Bolivia
Buena Vista, Manko Kapak lot - Bolivia
250g
Cup Notes
Melon / Strawberry / Papaya / Fresh herbs
Suggested for espresso and filter
QUALITY SCORE: 88.75
when we roast
We freshly roast to order all coffees on Monday, Wednesday and Friday (excluding national holidays), and ship the same day! Cut-off time is 11:59pm (UTC+1) of the day before the roast day. *We only ship whole beans*
Details
- Producer
- 9small farmers
- Country
- Bolivia
- Terroir
- Caranavi
- Altitude
- 1550 masl
- Arabica cultivar
- Caturra, Typica
- Picked in
- December 2017
- Arrived in
- April 2018
- Shipped in
- Jute + GrainPro
- Roast profile by
- Rubens Gardelli
- Roasted on
- Customised solid-drum roaster
THE STORY BEHIND
Manco Kapak is a colony in the Caranavi area of Yungus. The colony is at around 1550 masl and is surrounded by jungle and small coffee farms. After the land reforms in the 1950s, the Bolivian government encouraged people from the Altiplano and La Paz to move down to the tropical agricultural areas to farm coffee by giving them free parcels of land. Manco Kapak was one of the settlements for people from the Altiplano, and therefore many of the coffee producers there are very small - having between 1 and 3 hectares - and practise more traditional organic farming methods. All of the producers in this area have Caturra, Catuai or Typica, which gives the cup profile lots of acidity and complexity.
Since producers in Manco Kapak produce relatively small amounts, they deliver their coffee to the Buena Vista mill in Caranavi together, where it is processed and dried.

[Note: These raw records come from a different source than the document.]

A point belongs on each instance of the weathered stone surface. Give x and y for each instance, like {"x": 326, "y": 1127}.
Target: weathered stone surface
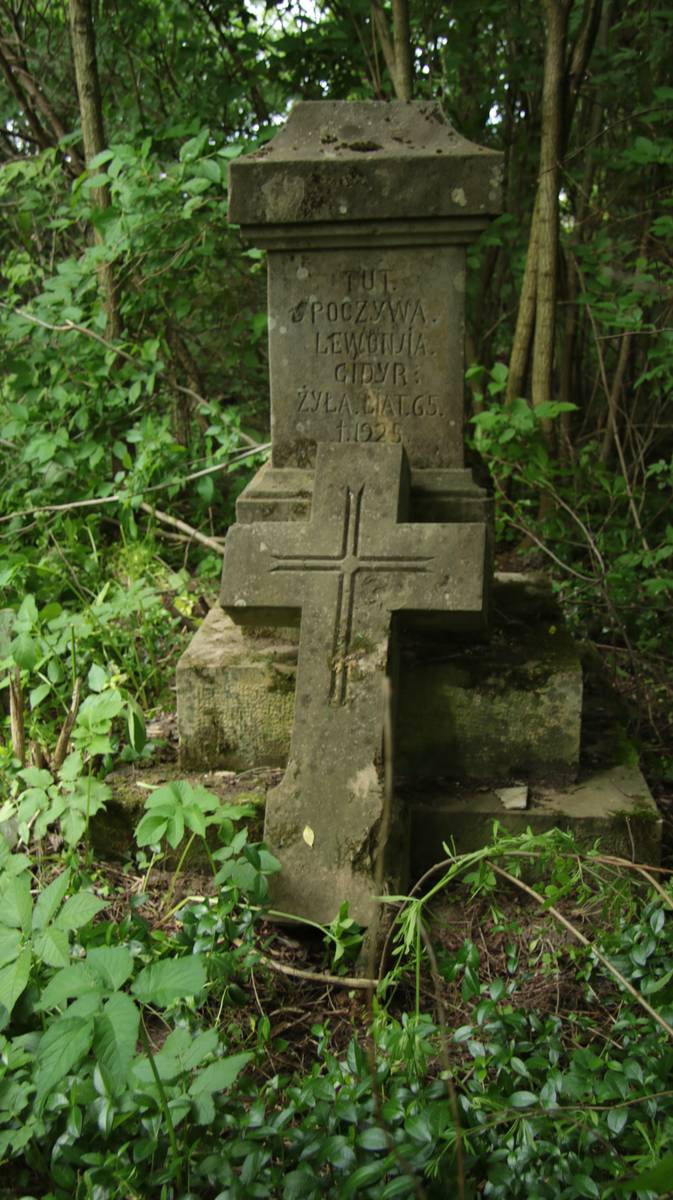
{"x": 529, "y": 696}
{"x": 508, "y": 711}
{"x": 235, "y": 697}
{"x": 365, "y": 161}
{"x": 614, "y": 805}
{"x": 443, "y": 496}
{"x": 367, "y": 346}
{"x": 349, "y": 569}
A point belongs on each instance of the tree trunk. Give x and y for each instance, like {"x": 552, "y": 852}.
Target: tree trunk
{"x": 396, "y": 49}
{"x": 548, "y": 207}
{"x": 92, "y": 136}
{"x": 402, "y": 41}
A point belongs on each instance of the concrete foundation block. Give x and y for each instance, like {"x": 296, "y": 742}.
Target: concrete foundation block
{"x": 613, "y": 805}
{"x": 235, "y": 697}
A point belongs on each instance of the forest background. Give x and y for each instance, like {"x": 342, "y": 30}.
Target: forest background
{"x": 133, "y": 408}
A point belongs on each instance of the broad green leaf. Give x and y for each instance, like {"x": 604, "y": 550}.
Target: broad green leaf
{"x": 374, "y": 1138}
{"x": 16, "y": 904}
{"x": 36, "y": 777}
{"x": 114, "y": 1041}
{"x": 220, "y": 1074}
{"x": 200, "y": 1047}
{"x": 13, "y": 979}
{"x": 617, "y": 1119}
{"x": 65, "y": 1043}
{"x": 79, "y": 910}
{"x": 151, "y": 829}
{"x": 72, "y": 982}
{"x": 162, "y": 983}
{"x": 112, "y": 964}
{"x": 52, "y": 946}
{"x": 49, "y": 899}
{"x": 24, "y": 652}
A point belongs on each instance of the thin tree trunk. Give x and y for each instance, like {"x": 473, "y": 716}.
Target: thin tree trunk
{"x": 526, "y": 315}
{"x": 396, "y": 49}
{"x": 548, "y": 207}
{"x": 92, "y": 136}
{"x": 402, "y": 41}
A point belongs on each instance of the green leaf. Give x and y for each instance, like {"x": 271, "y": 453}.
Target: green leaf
{"x": 150, "y": 829}
{"x": 36, "y": 778}
{"x": 522, "y": 1099}
{"x": 10, "y": 945}
{"x": 79, "y": 910}
{"x": 16, "y": 904}
{"x": 162, "y": 983}
{"x": 220, "y": 1074}
{"x": 49, "y": 900}
{"x": 37, "y": 694}
{"x": 13, "y": 979}
{"x": 617, "y": 1119}
{"x": 113, "y": 965}
{"x": 374, "y": 1138}
{"x": 71, "y": 983}
{"x": 52, "y": 946}
{"x": 114, "y": 1041}
{"x": 97, "y": 677}
{"x": 24, "y": 652}
{"x": 65, "y": 1043}
{"x": 656, "y": 1179}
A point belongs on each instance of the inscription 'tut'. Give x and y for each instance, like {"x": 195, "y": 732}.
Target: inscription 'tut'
{"x": 370, "y": 280}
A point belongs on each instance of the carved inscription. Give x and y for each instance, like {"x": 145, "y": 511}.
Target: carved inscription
{"x": 366, "y": 346}
{"x": 370, "y": 346}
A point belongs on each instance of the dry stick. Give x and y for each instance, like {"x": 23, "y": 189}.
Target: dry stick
{"x": 443, "y": 1021}
{"x": 584, "y": 941}
{"x": 258, "y": 448}
{"x": 17, "y": 717}
{"x": 184, "y": 528}
{"x": 64, "y": 736}
{"x": 312, "y": 976}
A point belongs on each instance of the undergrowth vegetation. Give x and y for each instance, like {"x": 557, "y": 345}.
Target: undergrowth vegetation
{"x": 516, "y": 1041}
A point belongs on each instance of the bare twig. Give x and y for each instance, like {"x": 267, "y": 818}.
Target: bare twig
{"x": 584, "y": 941}
{"x": 66, "y": 730}
{"x": 166, "y": 519}
{"x": 17, "y": 715}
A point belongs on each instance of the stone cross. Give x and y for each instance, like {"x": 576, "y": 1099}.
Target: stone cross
{"x": 349, "y": 569}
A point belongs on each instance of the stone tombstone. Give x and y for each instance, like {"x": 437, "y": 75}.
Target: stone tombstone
{"x": 366, "y": 515}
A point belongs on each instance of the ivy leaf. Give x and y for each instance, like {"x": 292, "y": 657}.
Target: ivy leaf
{"x": 162, "y": 983}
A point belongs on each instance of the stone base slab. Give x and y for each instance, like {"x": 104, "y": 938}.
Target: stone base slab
{"x": 613, "y": 805}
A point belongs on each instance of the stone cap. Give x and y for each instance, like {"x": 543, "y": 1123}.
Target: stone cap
{"x": 340, "y": 161}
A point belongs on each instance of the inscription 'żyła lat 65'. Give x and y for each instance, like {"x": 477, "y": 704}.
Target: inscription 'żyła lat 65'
{"x": 348, "y": 569}
{"x": 364, "y": 348}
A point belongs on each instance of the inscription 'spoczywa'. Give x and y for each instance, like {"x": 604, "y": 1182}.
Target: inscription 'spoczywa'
{"x": 361, "y": 353}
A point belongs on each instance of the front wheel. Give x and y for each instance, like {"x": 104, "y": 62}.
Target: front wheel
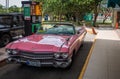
{"x": 5, "y": 39}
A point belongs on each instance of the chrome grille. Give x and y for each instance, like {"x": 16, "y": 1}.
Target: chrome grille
{"x": 37, "y": 56}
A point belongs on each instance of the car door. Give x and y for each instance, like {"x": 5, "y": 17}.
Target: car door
{"x": 17, "y": 26}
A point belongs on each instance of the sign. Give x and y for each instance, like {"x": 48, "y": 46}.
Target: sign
{"x": 27, "y": 12}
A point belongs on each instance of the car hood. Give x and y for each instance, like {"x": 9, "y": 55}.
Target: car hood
{"x": 37, "y": 43}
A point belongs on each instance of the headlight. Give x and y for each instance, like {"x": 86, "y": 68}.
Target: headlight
{"x": 14, "y": 52}
{"x": 57, "y": 55}
{"x": 64, "y": 55}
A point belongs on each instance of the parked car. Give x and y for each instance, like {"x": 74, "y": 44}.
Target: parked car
{"x": 11, "y": 25}
{"x": 55, "y": 46}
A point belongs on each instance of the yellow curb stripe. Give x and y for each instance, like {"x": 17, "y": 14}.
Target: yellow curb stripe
{"x": 87, "y": 60}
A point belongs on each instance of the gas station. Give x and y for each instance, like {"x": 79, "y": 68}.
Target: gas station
{"x": 102, "y": 57}
{"x": 32, "y": 16}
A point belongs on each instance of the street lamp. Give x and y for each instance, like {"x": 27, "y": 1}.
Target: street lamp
{"x": 7, "y": 6}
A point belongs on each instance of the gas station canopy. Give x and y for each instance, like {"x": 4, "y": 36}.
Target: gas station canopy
{"x": 112, "y": 3}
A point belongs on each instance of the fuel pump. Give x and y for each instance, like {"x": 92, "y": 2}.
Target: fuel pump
{"x": 32, "y": 16}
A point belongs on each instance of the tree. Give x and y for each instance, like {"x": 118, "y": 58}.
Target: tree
{"x": 14, "y": 8}
{"x": 2, "y": 9}
{"x": 74, "y": 9}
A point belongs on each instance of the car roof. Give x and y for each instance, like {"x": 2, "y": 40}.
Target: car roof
{"x": 64, "y": 23}
{"x": 10, "y": 14}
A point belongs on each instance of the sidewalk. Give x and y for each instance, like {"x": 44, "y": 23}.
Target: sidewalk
{"x": 104, "y": 61}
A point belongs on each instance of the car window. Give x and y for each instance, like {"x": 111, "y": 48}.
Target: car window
{"x": 60, "y": 29}
{"x": 5, "y": 20}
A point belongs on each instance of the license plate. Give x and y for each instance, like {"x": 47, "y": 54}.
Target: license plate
{"x": 33, "y": 63}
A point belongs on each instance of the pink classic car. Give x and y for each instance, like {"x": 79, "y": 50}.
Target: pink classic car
{"x": 55, "y": 46}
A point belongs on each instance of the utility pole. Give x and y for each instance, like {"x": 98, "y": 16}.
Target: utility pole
{"x": 7, "y": 6}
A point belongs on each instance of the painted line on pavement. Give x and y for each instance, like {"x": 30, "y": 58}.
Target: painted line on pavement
{"x": 87, "y": 60}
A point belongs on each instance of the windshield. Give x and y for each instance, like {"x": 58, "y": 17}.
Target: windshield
{"x": 59, "y": 29}
{"x": 5, "y": 20}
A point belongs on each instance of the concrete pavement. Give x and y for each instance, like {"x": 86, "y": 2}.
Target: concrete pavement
{"x": 104, "y": 60}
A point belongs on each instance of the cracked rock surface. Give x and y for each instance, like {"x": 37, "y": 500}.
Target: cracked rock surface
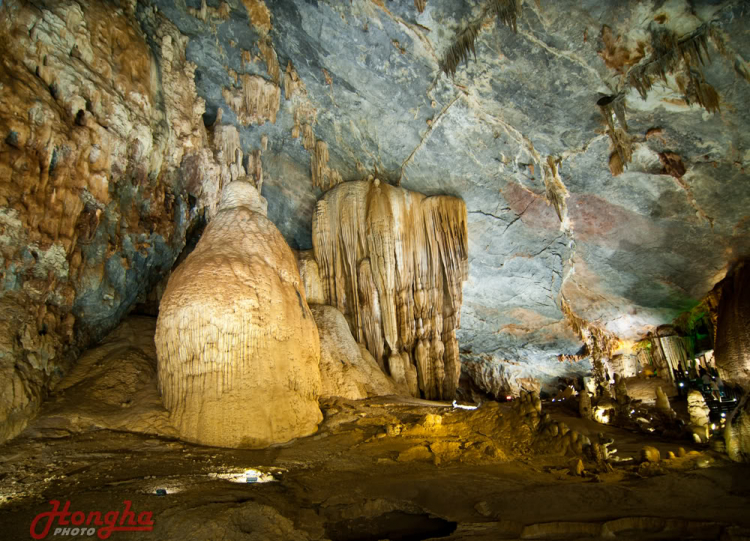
{"x": 302, "y": 92}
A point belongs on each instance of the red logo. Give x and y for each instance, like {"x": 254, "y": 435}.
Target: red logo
{"x": 80, "y": 523}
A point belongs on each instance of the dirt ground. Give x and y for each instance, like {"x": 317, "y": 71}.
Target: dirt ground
{"x": 383, "y": 468}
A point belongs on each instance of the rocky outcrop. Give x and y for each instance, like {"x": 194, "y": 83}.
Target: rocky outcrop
{"x": 737, "y": 432}
{"x": 733, "y": 331}
{"x": 346, "y": 370}
{"x": 394, "y": 263}
{"x": 699, "y": 416}
{"x": 92, "y": 211}
{"x": 235, "y": 334}
{"x": 112, "y": 386}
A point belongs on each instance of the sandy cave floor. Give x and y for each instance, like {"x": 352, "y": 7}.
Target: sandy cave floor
{"x": 353, "y": 481}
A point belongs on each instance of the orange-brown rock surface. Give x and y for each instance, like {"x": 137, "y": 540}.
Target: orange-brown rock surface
{"x": 394, "y": 262}
{"x": 237, "y": 344}
{"x": 102, "y": 138}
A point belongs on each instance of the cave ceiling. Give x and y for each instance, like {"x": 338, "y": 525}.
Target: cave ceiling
{"x": 516, "y": 126}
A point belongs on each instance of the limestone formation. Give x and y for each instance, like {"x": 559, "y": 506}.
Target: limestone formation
{"x": 584, "y": 405}
{"x": 308, "y": 270}
{"x": 345, "y": 370}
{"x": 662, "y": 402}
{"x": 737, "y": 432}
{"x": 733, "y": 331}
{"x": 699, "y": 413}
{"x": 394, "y": 262}
{"x": 112, "y": 386}
{"x": 621, "y": 390}
{"x": 237, "y": 344}
{"x": 93, "y": 127}
{"x": 650, "y": 454}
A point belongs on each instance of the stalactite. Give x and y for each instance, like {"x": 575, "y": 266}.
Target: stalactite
{"x": 293, "y": 85}
{"x": 613, "y": 110}
{"x": 506, "y": 11}
{"x": 269, "y": 56}
{"x": 557, "y": 193}
{"x": 323, "y": 176}
{"x": 394, "y": 263}
{"x": 600, "y": 343}
{"x": 256, "y": 102}
{"x": 670, "y": 54}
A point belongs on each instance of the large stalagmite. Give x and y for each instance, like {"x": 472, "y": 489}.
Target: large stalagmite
{"x": 733, "y": 330}
{"x": 394, "y": 262}
{"x": 238, "y": 347}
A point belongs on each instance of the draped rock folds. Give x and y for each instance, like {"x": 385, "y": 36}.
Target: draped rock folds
{"x": 237, "y": 345}
{"x": 733, "y": 330}
{"x": 394, "y": 262}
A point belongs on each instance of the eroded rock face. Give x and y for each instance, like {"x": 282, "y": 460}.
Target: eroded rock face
{"x": 733, "y": 329}
{"x": 365, "y": 92}
{"x": 346, "y": 370}
{"x": 91, "y": 212}
{"x": 237, "y": 344}
{"x": 737, "y": 432}
{"x": 394, "y": 263}
{"x": 112, "y": 386}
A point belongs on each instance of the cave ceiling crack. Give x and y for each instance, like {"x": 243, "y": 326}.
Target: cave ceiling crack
{"x": 570, "y": 57}
{"x": 436, "y": 121}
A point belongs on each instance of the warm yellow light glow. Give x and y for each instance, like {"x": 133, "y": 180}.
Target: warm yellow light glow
{"x": 250, "y": 475}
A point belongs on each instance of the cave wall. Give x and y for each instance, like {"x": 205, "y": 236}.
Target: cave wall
{"x": 103, "y": 141}
{"x": 303, "y": 94}
{"x": 394, "y": 262}
{"x": 733, "y": 328}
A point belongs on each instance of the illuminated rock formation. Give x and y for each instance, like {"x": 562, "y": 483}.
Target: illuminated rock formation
{"x": 733, "y": 331}
{"x": 394, "y": 262}
{"x": 346, "y": 370}
{"x": 737, "y": 432}
{"x": 662, "y": 402}
{"x": 237, "y": 344}
{"x": 584, "y": 405}
{"x": 699, "y": 416}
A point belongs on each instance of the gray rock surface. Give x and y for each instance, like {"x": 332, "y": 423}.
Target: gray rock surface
{"x": 639, "y": 248}
{"x": 636, "y": 249}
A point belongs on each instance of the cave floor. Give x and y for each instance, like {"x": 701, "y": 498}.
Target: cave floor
{"x": 352, "y": 481}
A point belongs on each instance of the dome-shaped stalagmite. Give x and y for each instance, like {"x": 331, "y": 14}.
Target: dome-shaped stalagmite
{"x": 237, "y": 344}
{"x": 394, "y": 262}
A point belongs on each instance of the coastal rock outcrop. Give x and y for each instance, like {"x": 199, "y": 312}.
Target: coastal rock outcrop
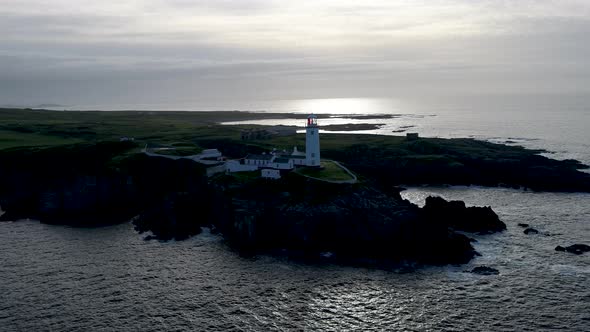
{"x": 484, "y": 270}
{"x": 577, "y": 249}
{"x": 454, "y": 214}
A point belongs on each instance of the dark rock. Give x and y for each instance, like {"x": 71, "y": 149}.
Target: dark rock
{"x": 577, "y": 249}
{"x": 485, "y": 270}
{"x": 456, "y": 215}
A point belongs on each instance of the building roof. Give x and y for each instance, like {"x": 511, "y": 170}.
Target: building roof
{"x": 259, "y": 156}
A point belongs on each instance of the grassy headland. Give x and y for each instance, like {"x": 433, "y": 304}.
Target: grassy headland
{"x": 390, "y": 160}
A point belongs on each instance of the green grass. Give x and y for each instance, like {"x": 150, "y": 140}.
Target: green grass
{"x": 328, "y": 171}
{"x": 11, "y": 139}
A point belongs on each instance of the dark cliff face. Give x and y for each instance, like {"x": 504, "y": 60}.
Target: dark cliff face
{"x": 353, "y": 223}
{"x": 456, "y": 215}
{"x": 173, "y": 199}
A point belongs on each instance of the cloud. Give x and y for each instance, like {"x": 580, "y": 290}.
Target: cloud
{"x": 388, "y": 46}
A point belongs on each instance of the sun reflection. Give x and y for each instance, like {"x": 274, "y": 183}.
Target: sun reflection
{"x": 342, "y": 106}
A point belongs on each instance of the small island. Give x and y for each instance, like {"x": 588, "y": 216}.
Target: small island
{"x": 155, "y": 168}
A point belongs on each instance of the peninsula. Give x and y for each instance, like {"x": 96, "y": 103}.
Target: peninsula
{"x": 90, "y": 168}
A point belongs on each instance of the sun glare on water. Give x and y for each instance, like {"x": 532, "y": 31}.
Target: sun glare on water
{"x": 343, "y": 106}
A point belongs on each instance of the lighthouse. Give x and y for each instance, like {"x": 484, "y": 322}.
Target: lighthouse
{"x": 312, "y": 141}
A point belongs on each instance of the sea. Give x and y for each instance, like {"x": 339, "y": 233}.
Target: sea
{"x": 59, "y": 278}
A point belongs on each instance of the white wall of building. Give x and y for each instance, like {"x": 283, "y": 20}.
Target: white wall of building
{"x": 271, "y": 173}
{"x": 312, "y": 146}
{"x": 235, "y": 166}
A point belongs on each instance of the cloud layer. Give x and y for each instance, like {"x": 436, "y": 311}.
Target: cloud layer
{"x": 66, "y": 51}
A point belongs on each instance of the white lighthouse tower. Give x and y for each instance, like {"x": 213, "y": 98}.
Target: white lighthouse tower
{"x": 312, "y": 141}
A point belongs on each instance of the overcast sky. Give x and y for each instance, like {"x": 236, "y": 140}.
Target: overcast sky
{"x": 89, "y": 51}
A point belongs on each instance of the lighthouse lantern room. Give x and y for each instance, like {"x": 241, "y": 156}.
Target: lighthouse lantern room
{"x": 312, "y": 141}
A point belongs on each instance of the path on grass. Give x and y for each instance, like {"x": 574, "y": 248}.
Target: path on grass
{"x": 352, "y": 175}
{"x": 195, "y": 157}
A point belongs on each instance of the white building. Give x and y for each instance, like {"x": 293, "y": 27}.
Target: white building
{"x": 312, "y": 141}
{"x": 270, "y": 173}
{"x": 259, "y": 160}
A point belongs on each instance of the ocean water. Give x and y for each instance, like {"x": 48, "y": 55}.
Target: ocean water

This allows all of the producers to reduce their risk as they get paid immediately, and it allows the mill to control the quality of processing to ensure that the producers receive quality premiums later.
This year the producer group decided that they would like to start producing natural processed coffees, since their washed coffee doesn’t always have the same level of complexity and quality as other colonies in the area. This was the perfect way to elevate cup scores and complexity, and get a higher percentage of their production up to microlot quality.
THE VARIETY
Caturra coffee varietal was developed by the Alcides Carvalho Coffee Center of the IAC, Instituto Agronomico of the Sao Paulo State in Brazil.
In 1937, IAC received seed samples of genetic materials originated on the border of the states of Minas Gerais and Espírito Santo. It was from Red Caturra and yellow Caturra cultivars. These two cultivars originated by natural mutation of Bourbon Red, originally a tall coffee shrub, found in the Serra do Caparaó , which is now a mountainous National Park north east of the city of Rio de Janeiro.
These are the main agronomic characteristics of the Red and Yellow Caturra varietals:
1. It is the of small size, of reduced length of internodes, leaves and side branches, providing compact appearance to the coffee shrub.
2. This is the first naturally occurred coffee mutation found, with small size and high yield capacity
3. They have excellent quality in the cup because they have virtually 100% of the Bourbon coffee in their genetic makeup.
4. the conditions in which they were planted in Brazil to cultivate Caturra showed low hardiness and consequent lack of vigor after a few harvests, which led to the premature depletion in yield.
THE FERMENTATION PROCESS
Dry process seems simple: pick the fruit, lay it out in the sun until it turns from red to brown to near-back, and then hull off off the thick, dried outer layer in one step to reveal the green bean. It is a method suited to arid regions, where the sun and heat can dry the seed inside the intact fruit skin.
It's often referred to as "natural coffee" because of its simplicity, and because the fruit remains intact and undisturbed, a bit like drying grapes into raisins. Since it requires minimal investment, the dry process method is a default to create cheap commodity-grade coffee in areas that have the right climate capable of drying the fruit and seed.
But it’s a fail in humid or wet regions. If the drying isn't progressing fast enough, the fruit degrades, rots or molds.
Dry-processed coffees can also be wildly inconsistent. If you want a cleanly-fruited, sweet, intense cup, dry process (DP) takes more hand labor than the wet process. Even the most careful pickers will take green unripe or semi-ripe coffee off the branch as they pick red, ripe cherry. If these are not removed in the first days of drying, the green turns to brown that is hard to distinguish from the ripe fruit.